A ride up Martin Luther King Drive

Last weekend I found myself in Hyde Park on a pleasant morning, with nothing to do but ride my bike back home. I took a leisurely ride up MLK (King Drive? Every town has its own street honoring Dr. King, and they all have their own unique way of abbreviating the name), through the core of Bronzeville, where a multitude of historic architecture waits to impress and overwhelm.

MLK Drive
D. Harry Hammer House, 3656 S. King Drive, 1885 - William W. Clay

MLK Drive

MLK Drive

It being a Sunday morning, I stood on the sidewalk for a while and listened to Gospel music swelling from within the church at right, the Metropolitan Apostolic Community Church. It's a 1891 brownstone beauty in a Romanesque style, originally the 41st Street Presbyterian Church.
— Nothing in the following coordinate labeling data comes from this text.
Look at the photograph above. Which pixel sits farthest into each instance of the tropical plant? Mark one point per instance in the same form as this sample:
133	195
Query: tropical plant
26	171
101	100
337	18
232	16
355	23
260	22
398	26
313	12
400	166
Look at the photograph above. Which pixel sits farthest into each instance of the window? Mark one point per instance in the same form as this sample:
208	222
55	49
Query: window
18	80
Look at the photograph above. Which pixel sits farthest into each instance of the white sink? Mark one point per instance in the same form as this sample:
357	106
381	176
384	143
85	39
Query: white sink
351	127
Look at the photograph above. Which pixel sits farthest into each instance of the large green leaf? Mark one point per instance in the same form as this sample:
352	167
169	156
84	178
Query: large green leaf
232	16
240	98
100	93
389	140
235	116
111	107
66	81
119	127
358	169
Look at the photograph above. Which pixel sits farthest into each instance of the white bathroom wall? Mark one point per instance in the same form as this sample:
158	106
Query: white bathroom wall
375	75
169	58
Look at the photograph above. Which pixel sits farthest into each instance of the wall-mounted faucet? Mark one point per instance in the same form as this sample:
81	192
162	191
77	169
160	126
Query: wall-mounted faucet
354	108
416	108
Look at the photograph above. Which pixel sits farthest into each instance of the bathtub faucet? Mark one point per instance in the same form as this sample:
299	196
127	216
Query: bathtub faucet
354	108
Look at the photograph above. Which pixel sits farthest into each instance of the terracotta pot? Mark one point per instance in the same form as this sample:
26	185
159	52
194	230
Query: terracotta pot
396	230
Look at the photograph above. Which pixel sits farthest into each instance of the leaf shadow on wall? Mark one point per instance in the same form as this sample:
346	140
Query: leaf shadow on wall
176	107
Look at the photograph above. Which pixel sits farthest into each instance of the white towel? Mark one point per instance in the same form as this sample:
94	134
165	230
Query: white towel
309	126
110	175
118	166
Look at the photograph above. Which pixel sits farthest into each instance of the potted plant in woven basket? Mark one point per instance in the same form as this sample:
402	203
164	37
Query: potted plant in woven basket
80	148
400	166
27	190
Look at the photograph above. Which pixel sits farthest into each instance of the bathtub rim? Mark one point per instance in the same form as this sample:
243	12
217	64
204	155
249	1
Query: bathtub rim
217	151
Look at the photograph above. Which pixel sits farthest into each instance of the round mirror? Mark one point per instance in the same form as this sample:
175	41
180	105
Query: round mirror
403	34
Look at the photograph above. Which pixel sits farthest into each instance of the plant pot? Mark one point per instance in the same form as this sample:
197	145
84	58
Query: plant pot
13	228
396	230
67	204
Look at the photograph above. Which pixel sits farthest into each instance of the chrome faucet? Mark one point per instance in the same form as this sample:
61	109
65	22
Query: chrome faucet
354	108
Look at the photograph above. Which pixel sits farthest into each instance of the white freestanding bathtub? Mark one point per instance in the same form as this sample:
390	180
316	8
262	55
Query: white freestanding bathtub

Metropolitan Community Church

MLK Drive

Graystone row houses

And the hits just keep on coming. House after house and block after block speak to the jaw-dropping wealth that landed here in the 1880s and 1890s.

MLK Drive

42nd and King Drive

Though the best parts of the avenue are residential, there are some impressive institutional buildings as well, several converted to churches. The Mammoth Life and Accident Insurance Company, a Kentucky-based firm, occupied a building sporting a neon sign that is rather at odds with the Beaux Arts facade. I have no clue if this building remains in use at all, but it doesn't look like it.

MLK Drive

The Sinai Temple at 46th and MLK was begun in 1909 for a Jewish Reform congregation. Today it houses the Mount Pisgah Missionary Baptist Church.

MLK Drive

And there are some delectable slices of Mid Century Modernism, as well. Liberty Baptist Church has been documented by Lee Bay, though he doesn't share interior photographs. I wasn't feeling up to venturing inside, so that remains a future mission.

MLK Drive

Nearby, Illinois Service Federal Savings & Loan occupies a 1960s building that presents a wild facade of folded plates to the street. The bank has neighborhood roots dating back to the 1930s.

MLK Drive

The South Park Baptist Church leans toward the Streamline Deco end of the Modernism scale. It went up in 1953, to the designs of architect Homer G. Sailor.
South Park Baptist

Further north, the Hartzell Memorial United Methodist Church leans a bit more toward the stock side of Midcentury design:
MLK MCM

The avenue kind of explodes into a nothing-scape north of here, thanks to a lot of big redevelopment products that have brought grassy fields and parking lots to the areas just south of downtown.

4 comments:

adgorn said...

MLK is an amazing street that growin-up-northsiders (like me) unfortunately often miss until they expand their horizons a bit. Did you see the Marx Bros Chicago Marker of Distinction sign at 4512?

Anonymous said...

I bought a house on MLK six months ago. The neighbors are great and it's amazing how close you can get to the lake and be on such a scenic street for a reasonable investment. Is it Lincoln Park? No, but it's been great so far.

Anonymous said...

The Mammoth Life Ins. Building was orinally the Kenwood National Bank. The property was sold to Jackson Mutual Life in the 1930's and remained in it's possession until the company was sold to Mammoth Life in 1958.